Mais la révision générale et la mise au point de notre attitude à leur égard doivent être réalisées dans deux domaines :
Tout d'abord, par un sérieux retour sur nous-mêmes, nous devons nous assurer que les remarques que nous faisons aux jeunes, ou les conseils que nous leur donnons, ne sont pas secrètement inspirés par les frustrations que la vie nous a apportées, par des tentatives maladroites pour compenser certains sentiments d'infériorité, par une jalousie subtile à leur égard. Nous aurons également à nous méfier des diverses formes que peut prendre ce que l'on appelle le mécanisme des « projections », et nous nous efforcerons, en particulier, de ne pas voir les problèmes qui se posent à nos enfants au travers des problèmes qui se posent ou se sont posés à nous-mêmes.

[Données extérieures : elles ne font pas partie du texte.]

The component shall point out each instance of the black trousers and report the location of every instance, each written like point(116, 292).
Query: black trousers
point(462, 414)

En second lieu, il nous faut reconnaître que nous ne sommes peut-être pas, intrinsèquement, meilleurs qu'eux. Que notre « sagesse », même si elle est plus mûre que la leur, est souvent bien mince encore. Que si la vie nous a appris quelque chose, c'est en bonne partie malgré nous et que nous sommes loin d'avoir tiré de ses leçons tout le parti qui aurait pu l'être. Que la valeur de nos jugements est très relative, la solution apportée à nos problèmes parfois boîteuse.
Certes, l'amour voudrait éviter aux autres quelques faux-pas, quelques déceptions cuisantes, quelques erreurs coûteuses. Mais chaque être humain a le droit de faire ses expériences parce qu'à travers elles il s'instruit et grandit. Reconnaissons à nos jeunes le droit légitime de penser par eux-mêmes, de chercher et d'essayer par eux-mêmes. Montrons-leur les difficultés inhérentes à l'existence humaine, mais ne nions pas qu'ils puissent les résoudre, le cas échéant, mieux que nous.
Alors, Carole ou Jacques, Françoise ou Blaise, auront confiance en nous parce qu'ils sauront que nous avons vraiment confiance en eux.